Audits provide this verification layer through executable data quality rules. Unlike unit tests that validate logic with fixed inputs, audits run against real production data within specified time ranges. They can check for null values in critical columns, verify row counts fall within expected ranges, ensure referential integrity across tables, validate business metrics against thresholds, and detect anomalies using statistical methods. Audits are defined alongside models, making quality requirements explicit and version-controlled.
The audit execution framework handles orchestration complexity. It determines which audits apply to which models, resolves dependencies to ensure audited data is available, executes audit queries against the database, collects and aggregates results, and reports failures with sufficient context for debugging. Audits can be run on-demand during development, automatically during deployment, or on a schedule for continuous monitoring. This flexibility enables both preventive quality checks (before deployment) and detective monitoring (after deployment).
Usage
Use audit execution during development to validate that changes maintain data quality, in deployment pipelines to prevent bad data from reaching production, and on production schedules to continuously monitor data quality.

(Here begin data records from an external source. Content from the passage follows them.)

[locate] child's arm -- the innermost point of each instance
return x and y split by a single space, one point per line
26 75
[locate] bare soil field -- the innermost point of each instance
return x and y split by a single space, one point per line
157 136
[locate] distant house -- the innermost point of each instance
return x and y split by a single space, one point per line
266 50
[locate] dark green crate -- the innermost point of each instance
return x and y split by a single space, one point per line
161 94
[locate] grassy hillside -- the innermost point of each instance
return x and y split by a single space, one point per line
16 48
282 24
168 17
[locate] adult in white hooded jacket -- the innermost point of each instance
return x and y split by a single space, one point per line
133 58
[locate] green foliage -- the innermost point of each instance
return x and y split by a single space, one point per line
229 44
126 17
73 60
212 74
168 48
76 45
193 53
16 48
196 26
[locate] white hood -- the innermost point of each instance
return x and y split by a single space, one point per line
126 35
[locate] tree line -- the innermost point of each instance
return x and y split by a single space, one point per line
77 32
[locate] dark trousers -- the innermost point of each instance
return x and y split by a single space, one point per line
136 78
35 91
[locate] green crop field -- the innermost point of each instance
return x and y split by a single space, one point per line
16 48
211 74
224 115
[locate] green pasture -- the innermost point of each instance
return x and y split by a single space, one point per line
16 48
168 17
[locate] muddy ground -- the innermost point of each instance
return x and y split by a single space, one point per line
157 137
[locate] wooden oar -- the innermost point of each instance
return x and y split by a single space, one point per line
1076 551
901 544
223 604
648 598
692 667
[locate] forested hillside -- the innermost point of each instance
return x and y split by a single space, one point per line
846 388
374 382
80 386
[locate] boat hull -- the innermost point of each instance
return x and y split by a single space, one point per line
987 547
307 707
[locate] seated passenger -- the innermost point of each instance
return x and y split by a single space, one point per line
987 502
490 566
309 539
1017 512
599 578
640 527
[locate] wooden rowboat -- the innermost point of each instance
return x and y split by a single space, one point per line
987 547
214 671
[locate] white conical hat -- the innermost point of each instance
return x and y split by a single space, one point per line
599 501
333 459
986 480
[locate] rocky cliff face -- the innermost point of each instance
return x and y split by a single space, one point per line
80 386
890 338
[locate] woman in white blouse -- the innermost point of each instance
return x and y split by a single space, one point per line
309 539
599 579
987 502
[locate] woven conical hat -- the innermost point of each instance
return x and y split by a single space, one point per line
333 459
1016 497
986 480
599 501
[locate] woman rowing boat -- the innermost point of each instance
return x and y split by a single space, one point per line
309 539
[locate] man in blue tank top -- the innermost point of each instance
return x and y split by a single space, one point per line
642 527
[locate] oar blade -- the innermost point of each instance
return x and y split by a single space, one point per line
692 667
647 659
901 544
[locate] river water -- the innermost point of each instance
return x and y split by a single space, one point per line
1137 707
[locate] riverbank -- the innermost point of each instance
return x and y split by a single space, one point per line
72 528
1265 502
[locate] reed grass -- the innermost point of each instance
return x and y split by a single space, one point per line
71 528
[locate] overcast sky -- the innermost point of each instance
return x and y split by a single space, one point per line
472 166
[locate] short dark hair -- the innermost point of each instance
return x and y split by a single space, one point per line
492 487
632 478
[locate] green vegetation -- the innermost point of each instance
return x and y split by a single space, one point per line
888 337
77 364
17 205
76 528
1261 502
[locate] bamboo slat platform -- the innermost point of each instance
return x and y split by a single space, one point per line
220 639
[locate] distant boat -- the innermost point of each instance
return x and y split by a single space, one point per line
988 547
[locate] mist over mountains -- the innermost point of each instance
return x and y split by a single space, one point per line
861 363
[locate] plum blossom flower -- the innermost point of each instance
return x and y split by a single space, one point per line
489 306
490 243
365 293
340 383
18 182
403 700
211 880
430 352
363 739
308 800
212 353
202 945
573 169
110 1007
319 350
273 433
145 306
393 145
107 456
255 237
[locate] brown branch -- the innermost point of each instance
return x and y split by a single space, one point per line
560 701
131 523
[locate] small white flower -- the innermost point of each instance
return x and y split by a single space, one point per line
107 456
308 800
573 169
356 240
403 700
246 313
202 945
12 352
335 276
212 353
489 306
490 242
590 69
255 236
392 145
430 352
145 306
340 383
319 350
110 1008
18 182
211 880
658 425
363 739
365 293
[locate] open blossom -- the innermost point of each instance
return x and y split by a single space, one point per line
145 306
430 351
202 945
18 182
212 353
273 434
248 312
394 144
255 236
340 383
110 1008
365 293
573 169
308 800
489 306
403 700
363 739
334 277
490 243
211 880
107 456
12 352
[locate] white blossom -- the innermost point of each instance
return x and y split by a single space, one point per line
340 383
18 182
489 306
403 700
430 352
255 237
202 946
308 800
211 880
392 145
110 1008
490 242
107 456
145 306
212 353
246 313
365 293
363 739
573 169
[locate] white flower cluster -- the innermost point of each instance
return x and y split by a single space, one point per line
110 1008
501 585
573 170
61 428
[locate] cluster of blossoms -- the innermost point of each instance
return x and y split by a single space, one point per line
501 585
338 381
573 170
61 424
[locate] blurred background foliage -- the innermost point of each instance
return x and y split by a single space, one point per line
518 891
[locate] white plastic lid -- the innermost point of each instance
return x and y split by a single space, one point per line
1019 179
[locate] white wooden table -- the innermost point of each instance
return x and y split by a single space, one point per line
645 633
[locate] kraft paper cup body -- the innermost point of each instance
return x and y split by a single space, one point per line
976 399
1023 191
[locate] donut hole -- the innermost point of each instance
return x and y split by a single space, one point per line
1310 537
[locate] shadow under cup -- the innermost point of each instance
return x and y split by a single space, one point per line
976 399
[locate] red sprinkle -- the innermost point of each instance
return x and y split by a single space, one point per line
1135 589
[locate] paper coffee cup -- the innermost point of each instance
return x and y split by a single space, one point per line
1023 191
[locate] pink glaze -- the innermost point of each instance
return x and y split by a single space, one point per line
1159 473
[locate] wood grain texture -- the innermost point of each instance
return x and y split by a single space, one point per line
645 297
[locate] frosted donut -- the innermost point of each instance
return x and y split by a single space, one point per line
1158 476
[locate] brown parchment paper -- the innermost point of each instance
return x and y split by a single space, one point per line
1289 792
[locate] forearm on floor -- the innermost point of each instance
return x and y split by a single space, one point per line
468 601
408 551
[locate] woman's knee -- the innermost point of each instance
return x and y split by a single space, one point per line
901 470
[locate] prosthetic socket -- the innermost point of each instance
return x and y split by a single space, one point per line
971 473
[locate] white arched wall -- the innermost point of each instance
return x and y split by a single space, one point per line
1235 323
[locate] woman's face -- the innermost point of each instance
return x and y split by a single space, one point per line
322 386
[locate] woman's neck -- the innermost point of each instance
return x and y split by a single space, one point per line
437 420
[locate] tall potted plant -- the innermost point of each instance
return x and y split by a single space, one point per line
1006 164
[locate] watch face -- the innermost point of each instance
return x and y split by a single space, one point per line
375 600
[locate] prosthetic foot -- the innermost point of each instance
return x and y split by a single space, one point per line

Define audits for critical business metrics, data integrity constraints, and known failure modes from past incidents.
Theoretical Basis
The audit execution algorithm orchestrates quality checks across models:
FUNCTION execute_audits(start, end, models, execution_time):
# Resolve which models to audit
IF models IS NULL THEN
target_snapshots = all_snapshots_in_environment()
ELSE
target_snapshots = [get_snapshot(m) FOR m IN models]
END IF
# Collect all audits to execute
audit_plan = []
FOR EACH snapshot IN target_snapshots:
FOR EACH audit IN snapshot.audits:
audit_plan.append({
snapshot: snapshot,
audit: audit,
start: start,
end: end
})
END FOR
END FOR
# Execute each audit
results = []
FOR EACH plan_item IN audit_plan:
# Resolve audit query with model context
audit_query = render_audit_query(
plan_item.audit,
plan_item.snapshot,
plan_item.start,
plan_item.end,
execution_time
)
# Check if audit should be skipped
IF should_skip_audit(plan_item, snapshot_intervals) THEN
results.append({
audit: plan_item.audit,
model: plan_item.snapshot.name,
status: SKIPPED
})
CONTINUE
END IF
# Execute audit query
TRY:
audit_result = execute_query(audit_query)
# Evaluate audit predicate
IF audit_predicate_passes(audit_result, plan_item.audit) THEN
results.append({
audit: plan_item.audit,
model: plan_item.snapshot.name,
status: PASSED
})
ELSE
results.append({
audit: plan_item.audit,
model: plan_item.snapshot.name,
status: FAILED,
details: audit_result
})
END IF
CATCH error:
results.append({
audit: plan_item.audit,
model: plan_item.snapshot.name,
status: ERROR,
error: error
})
END TRY
END FOR
# Report results
failures = [r FOR r IN results IF r.status = FAILED OR r.status = ERROR]
log_audit_summary(results)
RETURN failures.is_empty()
END FUNCTION
The key insight is treating audits as first-class queries that execute in the same context as models, with access to time ranges, execution time, and snapshot references, but with pass/fail evaluation semantics rather than data output.